Navigating the Noise: Bringing Clarity to ML Parameterization Design with O(100) Ensembles
Jerry Lin, Sungduk Yu, Liran Peng, Tom Beucler, Eliot Wong-Toi, Zeyuan Hu, Pierre Gentine, Margarita Geleta, Mike Pritchard
TL;DR
This work tackles the challenge of reliable online performance of ML subgrid parameterizations when embedded in a climate model by building ClimScale, an end-to-end pipeline that enables end-to-end online testing of roughly \\mathcal{O}(100) ensembles across nine NN configurations. The study finds that reductions in offline error do not guarantee improvements in online error or stability, with MAE loss improving online stability but increasing online error, and removing dropout boosting online error at the cost of stability; memory, batch normalization, and multi-climate training generally improve both online error and stability. A key empirical takeaway is that detecting causally relevant online differences requires large ensembles on the order of hundreds, underscoring the noise inherent in online hybrid simulations. These results demonstrate a scalable, reproducible approach to navigating the noise in hybrid ML-physics models and offer concrete guidance for designing robust online parameterizations in climate models and other geoscience systems.
Abstract
Machine-learning (ML) parameterizations of subgrid processes (here of turbulence, convection, and radiation) may one day replace conventional parameterizations by emulating high-resolution physics without the cost of explicit simulation. However, uncertainty about the relationship between offline and online performance (i.e., when integrated with a large-scale general circulation model (GCM)) hinders their development. Much of this uncertainty stems from limited sampling of the noisy, emergent effects of upstream ML design decisions on downstream online hybrid simulation. Our work rectifies the sampling issue via the construction of a semi-automated, end-to-end pipeline for $\mathcal{O}(100)$ size ensembles of hybrid simulations, revealing important nuances in how systematic reductions in offline error manifest in changes to online error and online stability. For example, removing dropout and switching from a Mean Squared Error (MSE) to a Mean Absolute Error (MAE) loss both reduce offline error, but they have opposite effects on online error and online stability.
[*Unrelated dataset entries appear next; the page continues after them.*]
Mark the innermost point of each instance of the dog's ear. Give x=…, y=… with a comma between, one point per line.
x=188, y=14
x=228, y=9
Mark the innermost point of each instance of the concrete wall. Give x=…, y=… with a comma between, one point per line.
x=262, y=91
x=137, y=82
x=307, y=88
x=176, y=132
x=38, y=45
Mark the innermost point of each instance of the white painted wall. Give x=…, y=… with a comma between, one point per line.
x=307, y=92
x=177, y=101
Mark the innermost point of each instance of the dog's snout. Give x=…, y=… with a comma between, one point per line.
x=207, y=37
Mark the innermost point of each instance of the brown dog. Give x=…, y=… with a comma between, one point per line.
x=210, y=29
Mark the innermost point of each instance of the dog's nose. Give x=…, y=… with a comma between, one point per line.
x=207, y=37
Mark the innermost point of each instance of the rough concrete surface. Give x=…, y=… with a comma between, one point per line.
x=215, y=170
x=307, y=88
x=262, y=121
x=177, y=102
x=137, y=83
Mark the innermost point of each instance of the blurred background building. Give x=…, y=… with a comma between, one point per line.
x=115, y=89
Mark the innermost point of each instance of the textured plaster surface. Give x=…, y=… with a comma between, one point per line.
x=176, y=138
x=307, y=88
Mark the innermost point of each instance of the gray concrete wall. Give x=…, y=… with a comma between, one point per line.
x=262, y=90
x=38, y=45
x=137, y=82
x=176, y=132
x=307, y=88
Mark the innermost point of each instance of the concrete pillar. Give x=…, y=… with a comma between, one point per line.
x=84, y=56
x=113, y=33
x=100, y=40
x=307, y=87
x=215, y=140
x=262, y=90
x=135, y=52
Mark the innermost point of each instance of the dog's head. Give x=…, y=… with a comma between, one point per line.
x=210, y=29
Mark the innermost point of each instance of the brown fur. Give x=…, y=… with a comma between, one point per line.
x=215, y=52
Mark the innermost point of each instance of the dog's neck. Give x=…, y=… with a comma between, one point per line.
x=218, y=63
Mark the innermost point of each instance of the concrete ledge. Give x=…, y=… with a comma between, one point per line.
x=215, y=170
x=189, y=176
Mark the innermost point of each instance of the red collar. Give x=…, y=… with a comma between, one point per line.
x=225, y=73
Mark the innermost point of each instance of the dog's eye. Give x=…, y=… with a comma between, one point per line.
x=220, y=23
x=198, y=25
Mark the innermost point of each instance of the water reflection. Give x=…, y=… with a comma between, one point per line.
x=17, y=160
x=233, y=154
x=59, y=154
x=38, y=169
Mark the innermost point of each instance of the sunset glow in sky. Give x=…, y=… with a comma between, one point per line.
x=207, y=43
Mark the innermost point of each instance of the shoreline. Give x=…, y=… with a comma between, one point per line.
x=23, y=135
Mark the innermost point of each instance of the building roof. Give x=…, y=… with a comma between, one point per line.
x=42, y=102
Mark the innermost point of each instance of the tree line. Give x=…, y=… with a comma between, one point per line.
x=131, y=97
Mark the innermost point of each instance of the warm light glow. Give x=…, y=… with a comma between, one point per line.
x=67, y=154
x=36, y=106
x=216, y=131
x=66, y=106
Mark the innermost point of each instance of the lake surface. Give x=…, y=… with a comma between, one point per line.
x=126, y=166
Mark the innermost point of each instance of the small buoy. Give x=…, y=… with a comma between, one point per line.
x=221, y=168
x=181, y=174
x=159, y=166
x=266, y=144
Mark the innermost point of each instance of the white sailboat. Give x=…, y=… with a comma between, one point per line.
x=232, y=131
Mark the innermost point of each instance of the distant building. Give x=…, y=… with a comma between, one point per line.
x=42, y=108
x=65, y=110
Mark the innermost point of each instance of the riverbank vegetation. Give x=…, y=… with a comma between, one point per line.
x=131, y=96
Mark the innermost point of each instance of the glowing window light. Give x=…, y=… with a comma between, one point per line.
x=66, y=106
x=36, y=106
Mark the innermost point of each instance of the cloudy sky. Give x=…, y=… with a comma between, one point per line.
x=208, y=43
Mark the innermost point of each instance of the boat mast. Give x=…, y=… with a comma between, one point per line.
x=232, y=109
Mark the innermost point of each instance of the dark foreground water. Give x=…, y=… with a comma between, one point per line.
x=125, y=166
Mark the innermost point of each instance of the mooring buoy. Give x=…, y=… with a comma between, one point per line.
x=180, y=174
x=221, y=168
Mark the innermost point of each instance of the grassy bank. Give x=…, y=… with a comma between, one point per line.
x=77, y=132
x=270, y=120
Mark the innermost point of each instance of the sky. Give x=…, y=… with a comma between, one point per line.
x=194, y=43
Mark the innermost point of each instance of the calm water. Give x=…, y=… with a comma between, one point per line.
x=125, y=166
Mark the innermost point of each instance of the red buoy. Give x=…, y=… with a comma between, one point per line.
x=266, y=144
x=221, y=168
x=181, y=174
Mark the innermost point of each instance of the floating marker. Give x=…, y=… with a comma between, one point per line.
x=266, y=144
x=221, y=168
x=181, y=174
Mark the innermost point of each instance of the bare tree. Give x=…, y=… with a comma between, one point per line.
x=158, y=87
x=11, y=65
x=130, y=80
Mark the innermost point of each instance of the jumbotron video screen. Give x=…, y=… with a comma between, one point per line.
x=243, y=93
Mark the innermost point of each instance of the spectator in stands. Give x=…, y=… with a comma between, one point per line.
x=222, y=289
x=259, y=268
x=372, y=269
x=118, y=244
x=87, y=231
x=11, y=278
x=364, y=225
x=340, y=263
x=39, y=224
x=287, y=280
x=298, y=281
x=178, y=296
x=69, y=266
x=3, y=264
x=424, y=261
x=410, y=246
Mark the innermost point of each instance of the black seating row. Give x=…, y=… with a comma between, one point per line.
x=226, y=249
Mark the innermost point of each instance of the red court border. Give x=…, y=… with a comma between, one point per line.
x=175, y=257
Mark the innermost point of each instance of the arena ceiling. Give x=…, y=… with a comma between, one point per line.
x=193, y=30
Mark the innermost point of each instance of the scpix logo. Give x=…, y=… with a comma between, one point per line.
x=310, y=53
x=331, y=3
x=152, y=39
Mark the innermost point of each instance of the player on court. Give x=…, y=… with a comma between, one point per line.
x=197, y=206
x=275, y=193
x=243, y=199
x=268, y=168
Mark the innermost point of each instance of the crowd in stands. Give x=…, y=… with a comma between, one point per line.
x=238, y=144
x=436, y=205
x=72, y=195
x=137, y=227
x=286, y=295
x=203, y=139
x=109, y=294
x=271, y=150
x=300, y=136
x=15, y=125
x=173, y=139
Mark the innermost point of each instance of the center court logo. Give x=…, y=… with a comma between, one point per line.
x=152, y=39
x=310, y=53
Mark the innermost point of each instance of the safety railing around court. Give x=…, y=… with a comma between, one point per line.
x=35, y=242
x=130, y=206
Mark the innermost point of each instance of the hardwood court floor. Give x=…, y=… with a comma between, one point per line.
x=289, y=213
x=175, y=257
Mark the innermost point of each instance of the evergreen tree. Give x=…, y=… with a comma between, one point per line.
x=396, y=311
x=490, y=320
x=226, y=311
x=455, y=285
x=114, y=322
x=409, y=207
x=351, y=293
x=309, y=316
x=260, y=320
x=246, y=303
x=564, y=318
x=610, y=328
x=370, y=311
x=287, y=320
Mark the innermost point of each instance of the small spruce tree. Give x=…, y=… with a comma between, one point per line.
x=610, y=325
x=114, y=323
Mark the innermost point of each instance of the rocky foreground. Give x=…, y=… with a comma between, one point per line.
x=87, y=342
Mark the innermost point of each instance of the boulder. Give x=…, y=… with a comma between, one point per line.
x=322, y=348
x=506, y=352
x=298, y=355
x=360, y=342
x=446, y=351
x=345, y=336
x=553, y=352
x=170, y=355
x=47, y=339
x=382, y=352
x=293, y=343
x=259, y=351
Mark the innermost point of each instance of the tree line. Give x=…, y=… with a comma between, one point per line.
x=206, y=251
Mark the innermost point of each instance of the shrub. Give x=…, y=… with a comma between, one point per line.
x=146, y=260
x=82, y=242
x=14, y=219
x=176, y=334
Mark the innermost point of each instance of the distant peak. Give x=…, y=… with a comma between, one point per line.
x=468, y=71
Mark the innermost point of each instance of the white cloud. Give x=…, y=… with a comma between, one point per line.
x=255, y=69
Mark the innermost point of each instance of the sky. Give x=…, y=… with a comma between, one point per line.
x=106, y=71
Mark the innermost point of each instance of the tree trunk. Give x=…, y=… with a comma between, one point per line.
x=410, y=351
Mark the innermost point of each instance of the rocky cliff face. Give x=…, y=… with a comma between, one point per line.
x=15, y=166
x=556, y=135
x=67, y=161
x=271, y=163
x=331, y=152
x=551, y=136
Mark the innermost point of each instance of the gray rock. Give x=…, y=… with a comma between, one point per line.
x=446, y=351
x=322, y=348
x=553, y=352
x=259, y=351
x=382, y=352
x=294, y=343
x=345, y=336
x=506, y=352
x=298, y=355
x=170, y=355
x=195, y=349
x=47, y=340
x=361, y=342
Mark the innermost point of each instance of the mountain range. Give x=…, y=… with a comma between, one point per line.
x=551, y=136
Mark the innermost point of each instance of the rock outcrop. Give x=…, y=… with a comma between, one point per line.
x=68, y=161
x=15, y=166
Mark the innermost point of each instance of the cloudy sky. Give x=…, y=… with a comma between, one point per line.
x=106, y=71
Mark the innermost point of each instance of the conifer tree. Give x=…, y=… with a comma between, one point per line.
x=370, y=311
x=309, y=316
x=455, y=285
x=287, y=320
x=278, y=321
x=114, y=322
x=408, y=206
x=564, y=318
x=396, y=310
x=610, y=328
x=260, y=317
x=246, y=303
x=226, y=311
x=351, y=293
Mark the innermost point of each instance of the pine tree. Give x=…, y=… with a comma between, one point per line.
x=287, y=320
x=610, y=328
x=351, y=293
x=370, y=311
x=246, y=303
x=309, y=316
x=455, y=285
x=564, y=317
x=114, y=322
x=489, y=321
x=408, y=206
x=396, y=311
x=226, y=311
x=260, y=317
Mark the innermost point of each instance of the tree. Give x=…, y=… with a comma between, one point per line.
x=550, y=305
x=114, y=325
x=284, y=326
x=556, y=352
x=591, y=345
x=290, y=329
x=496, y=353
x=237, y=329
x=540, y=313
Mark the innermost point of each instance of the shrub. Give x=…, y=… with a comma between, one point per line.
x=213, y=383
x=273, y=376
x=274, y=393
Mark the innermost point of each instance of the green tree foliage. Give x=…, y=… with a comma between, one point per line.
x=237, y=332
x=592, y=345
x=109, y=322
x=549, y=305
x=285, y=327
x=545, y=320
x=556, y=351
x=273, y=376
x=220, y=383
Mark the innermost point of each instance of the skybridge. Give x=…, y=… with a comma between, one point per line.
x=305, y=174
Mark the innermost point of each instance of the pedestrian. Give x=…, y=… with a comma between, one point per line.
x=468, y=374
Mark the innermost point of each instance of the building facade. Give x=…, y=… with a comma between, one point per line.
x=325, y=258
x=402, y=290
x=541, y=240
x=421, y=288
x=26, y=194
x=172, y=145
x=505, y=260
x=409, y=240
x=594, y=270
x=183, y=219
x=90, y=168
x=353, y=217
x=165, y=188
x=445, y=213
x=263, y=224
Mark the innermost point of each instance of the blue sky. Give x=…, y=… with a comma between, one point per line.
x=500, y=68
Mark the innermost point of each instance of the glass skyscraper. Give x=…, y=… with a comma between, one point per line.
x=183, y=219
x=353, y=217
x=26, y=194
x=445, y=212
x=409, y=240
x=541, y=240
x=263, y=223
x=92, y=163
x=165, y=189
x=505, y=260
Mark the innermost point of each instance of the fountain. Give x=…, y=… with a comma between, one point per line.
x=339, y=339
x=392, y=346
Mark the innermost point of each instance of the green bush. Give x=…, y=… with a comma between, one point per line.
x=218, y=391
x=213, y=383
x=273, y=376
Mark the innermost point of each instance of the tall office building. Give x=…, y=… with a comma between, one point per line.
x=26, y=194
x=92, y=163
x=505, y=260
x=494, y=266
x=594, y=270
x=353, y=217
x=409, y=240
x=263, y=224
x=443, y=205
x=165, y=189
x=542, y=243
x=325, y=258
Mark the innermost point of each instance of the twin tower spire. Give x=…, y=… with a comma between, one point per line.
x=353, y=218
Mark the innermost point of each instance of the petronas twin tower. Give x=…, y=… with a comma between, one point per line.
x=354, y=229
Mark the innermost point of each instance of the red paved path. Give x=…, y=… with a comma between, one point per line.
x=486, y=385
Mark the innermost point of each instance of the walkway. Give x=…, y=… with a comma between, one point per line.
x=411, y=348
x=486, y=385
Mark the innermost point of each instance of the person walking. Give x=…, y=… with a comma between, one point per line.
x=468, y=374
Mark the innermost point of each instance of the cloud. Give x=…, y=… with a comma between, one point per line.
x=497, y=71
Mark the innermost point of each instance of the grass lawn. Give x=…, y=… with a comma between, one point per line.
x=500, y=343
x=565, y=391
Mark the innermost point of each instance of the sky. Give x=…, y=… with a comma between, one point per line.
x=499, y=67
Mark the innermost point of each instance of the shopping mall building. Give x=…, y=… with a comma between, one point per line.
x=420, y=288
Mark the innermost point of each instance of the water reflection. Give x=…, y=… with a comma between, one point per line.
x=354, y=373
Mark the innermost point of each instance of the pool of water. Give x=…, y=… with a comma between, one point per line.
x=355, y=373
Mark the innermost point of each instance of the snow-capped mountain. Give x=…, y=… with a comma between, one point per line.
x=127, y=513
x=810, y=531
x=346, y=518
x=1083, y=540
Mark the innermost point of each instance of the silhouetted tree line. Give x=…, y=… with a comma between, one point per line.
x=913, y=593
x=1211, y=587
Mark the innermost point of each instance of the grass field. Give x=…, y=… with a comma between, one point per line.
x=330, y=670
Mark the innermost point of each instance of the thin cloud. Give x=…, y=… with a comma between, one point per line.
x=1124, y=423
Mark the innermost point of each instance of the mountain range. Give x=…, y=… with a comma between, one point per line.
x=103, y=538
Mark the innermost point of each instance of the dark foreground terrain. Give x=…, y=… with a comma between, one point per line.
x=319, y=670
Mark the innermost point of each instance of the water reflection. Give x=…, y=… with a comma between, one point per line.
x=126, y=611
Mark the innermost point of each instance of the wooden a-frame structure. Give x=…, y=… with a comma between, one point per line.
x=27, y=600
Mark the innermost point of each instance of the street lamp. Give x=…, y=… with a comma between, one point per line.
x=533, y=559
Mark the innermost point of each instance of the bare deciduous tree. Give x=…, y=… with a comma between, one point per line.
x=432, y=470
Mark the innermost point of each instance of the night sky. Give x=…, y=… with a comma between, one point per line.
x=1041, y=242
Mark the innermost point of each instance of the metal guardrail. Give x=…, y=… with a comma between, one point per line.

Other design decisions, like incorporating memory, converting moisture input from specific humidity to relative humidity, using batch normalization, and training on multiple climates do not come with any such compromises. Finally, we show that ensemble sizes of $\mathcal{O}(100)$ may be necessary to reliably detect causally relevant differences online. By enabling rapid online experimentation at scale, we can empirically settle debates regarding subgrid ML parameterization design that would have otherwise remained unresolved in the noise.